Seit jeher hat die Diavel mit ihrer Fahrdynamik überrascht und begeistert. Daran hat sich nichts geändert. Obwohl sie z.B. knapp 30 Kilo schwerer ist als die Streetfighter V4, lässt sie sich genauso spielerisch bewegen. Das Hin- und Herlegen in Wechselkurven geht im Vergleich zur Rocket von alleine, mit der Folge allerdings, dass sie in Kurven aktiv auf der anvisierten Linie geführt werden muss. Die Rocket, deren Radstand 84 mm länger ist und die über einen flacheren – wenn auch gleich breiten – Hinterreifen verfügt, ist dagegen auf der stabilen Seite. Sie lässt sich zwar auch ohne Anstrengung in Schräglage bringen, doch für schnelle Wechsel braucht sie deutlich Nachdruck. Zudem erfordert sie für dieselben Radien mehr Schräglage. Als Fahrer ist man in beiden Bikes top integriert. Beide Sättel halten einen zuverlässig in Position und auch Lenker und Hebel passen.

Brembo Stylema

Und schliesslich verfügen beide an der Front über Doppelscheibenbremsen mit den Top-Bremssätteln von Brembo namens Stylema. Sie bieten einen klaren Druckpunkt, lassen sich gut dosieren und beissen bei Bedarf kräftig zu. Dass, besonders beim heftigen Verzögern, die 80 Extra-Kilo der Triumph am deutlichsten auffallen, ist klar.
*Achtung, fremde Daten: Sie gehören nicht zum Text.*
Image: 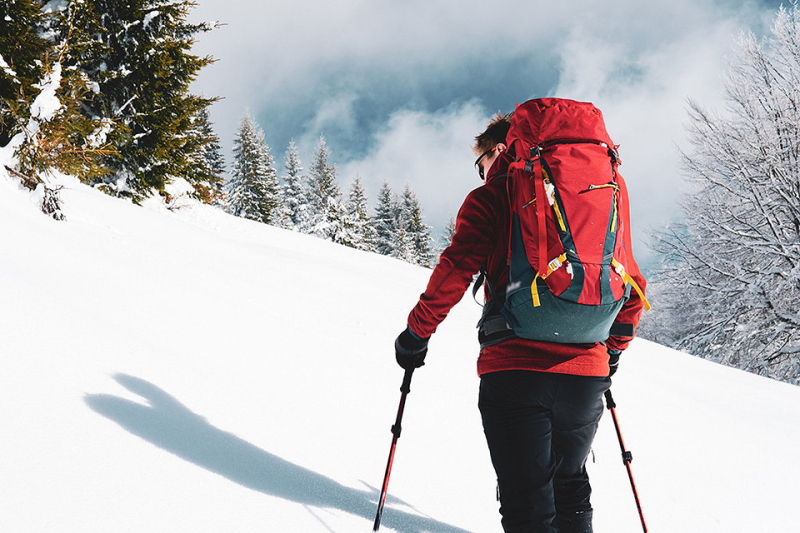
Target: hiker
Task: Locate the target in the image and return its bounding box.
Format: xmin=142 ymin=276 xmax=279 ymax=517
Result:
xmin=395 ymin=99 xmax=646 ymax=533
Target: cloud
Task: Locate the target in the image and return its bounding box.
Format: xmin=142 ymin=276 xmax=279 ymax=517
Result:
xmin=340 ymin=102 xmax=485 ymax=228
xmin=188 ymin=0 xmax=774 ymax=268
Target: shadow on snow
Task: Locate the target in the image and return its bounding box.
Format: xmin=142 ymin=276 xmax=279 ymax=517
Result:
xmin=85 ymin=374 xmax=466 ymax=533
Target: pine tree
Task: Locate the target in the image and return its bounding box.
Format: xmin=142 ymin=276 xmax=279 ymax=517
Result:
xmin=0 ymin=0 xmax=53 ymax=146
xmin=308 ymin=137 xmax=345 ymax=241
xmin=74 ymin=0 xmax=215 ymax=201
xmin=0 ymin=1 xmax=114 ymax=191
xmin=373 ymin=180 xmax=397 ymax=255
xmin=345 ymin=176 xmax=376 ymax=251
xmin=187 ymin=107 xmax=225 ymax=205
xmin=227 ymin=113 xmax=280 ymax=224
xmin=281 ymin=140 xmax=312 ymax=233
xmin=401 ymin=183 xmax=433 ymax=267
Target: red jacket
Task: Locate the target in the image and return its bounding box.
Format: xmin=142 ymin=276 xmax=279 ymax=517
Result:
xmin=408 ymin=157 xmax=646 ymax=376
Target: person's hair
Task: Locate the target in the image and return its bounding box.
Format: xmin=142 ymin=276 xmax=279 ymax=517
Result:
xmin=472 ymin=111 xmax=513 ymax=155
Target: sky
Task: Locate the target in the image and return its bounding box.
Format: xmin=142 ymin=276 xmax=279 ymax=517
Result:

Als Sicherheitsreserve gibt es hier wie da ein ABS, das erwartungsgemäss (wie die Traktionskontrolle) schräglagensensibel reagiert.

Fazit

Beide Muscle Bikes haben sich zeitgemäss weiterentwickelt — sind aber ihren Wurzeln treu geblieben. Echte Konkurrentinnen waren sie ohnehin nie — viel zu verschieden sind sie dafür. Aber sie sind zwei gelungene Vertreterinnen einer exotischen und erhaltenswürdigen Motorradspezies.